Interesting, but not surprising.
I call the middle of the book while drafting, the muddled middle. The middle is where writers meet despair and the first real walls that keep them from progressing a story appear. It the part where a writer is most tempted to give up and throw their computer into the ocean. Starting a book is often easy, you have the energy of the new idea and a lot of things to set up that require lots and lots of words. Endings are much the same. You usually have a vague idea of where the story needs to end (or stop if writing a series). But the middle is different.
The middle can be a quagmire for the unprepared.
A middle is there you have to keep the journey going from A to Z, and keep it well paced, engaging, and do about a dozen things at once. Sometimes you have ideas. Sometimes you have no ideas. Sometimes you have too many. While an outline can help, there’s a deeper reason that it causes so much up trouble.
Writing is hard overall because in there was numerous of possibilities to take a story. Yes, you have genre conventions to follow if you like, but largely as a writer you are in control about how the story progresses. And sometimes that leads to the paradox of choice. The gist of it is that having all the options available to you is actually a bad thing. Having all the options at your fingertips cause you to stress too much about making the right choice. It’s why you spend 20 minutes trying to find a movie to watch of your streaming service of choice, or why you get overwhelmed at a large menu at a restaurant. And it’s why I think writers get struck with writer’s block. It’s not that you don’t know how to move forward, you don’t know what path to take. And when you have to forward due to a deadline or a schedule, you take a stab in the dark and try to see how it goes. Sometimes it works and you get to the other side as planned. Other times, you find yourself deleting scene after scene.

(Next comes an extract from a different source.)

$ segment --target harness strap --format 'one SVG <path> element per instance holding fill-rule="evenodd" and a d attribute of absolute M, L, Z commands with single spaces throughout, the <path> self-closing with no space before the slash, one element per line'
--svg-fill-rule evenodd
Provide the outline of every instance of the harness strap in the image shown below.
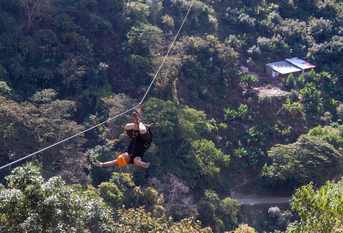
<path fill-rule="evenodd" d="M 139 107 L 137 109 L 137 114 L 136 115 L 136 119 L 134 120 L 134 128 L 133 129 L 133 133 L 132 134 L 132 137 L 133 137 L 134 136 L 134 132 L 136 131 L 136 126 L 139 126 L 139 122 L 138 122 L 138 119 L 139 119 L 139 114 L 141 113 L 141 104 L 139 103 Z M 138 124 L 137 124 L 138 122 Z"/>
<path fill-rule="evenodd" d="M 130 141 L 130 143 L 129 143 L 129 145 L 128 146 L 128 151 L 130 153 L 133 152 L 132 150 L 136 145 L 136 142 L 137 141 L 137 136 L 138 135 L 139 133 L 139 131 L 138 130 L 136 130 L 133 132 L 133 135 L 132 135 L 133 137 L 131 138 L 131 140 Z M 131 156 L 132 155 L 130 154 L 130 155 Z"/>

They’re not all bad though. The muddle middle could be a very active brainstorm in a sense, and that by working your way through you can find out what works and what doesn’t. For me muddled middles is about my thought process while drafting, weighing all the choices as I weave my story together. Ultimately it’s more important to me to go forward even if the scene is less than ideal. And even if in the revisions I end cutting up scene (or many scenes), I still retain just enough that I can rework into something even better. Because by going through the muddle I’m more certain about what to do next.
Some things of note:
I recently dropped by the Between the Reads podcast for a lovely chat about my books and other related topics. Check it out on most places you listen to your podcast or head directly to the website: https://www.betweenthereads.com/nicole-glover/
I finally got a chance to watch the new the D&D movie. A very good time all around and it was also especially nice to have a fantasy property that leaned more on the lighter side! There’s been many fantasy adaptions lately, but nearly all of them are super serious and without the whimsy. It was nice to watch something that embraced all the reasons why I love stories about magic and wasn’t afraid to get silly.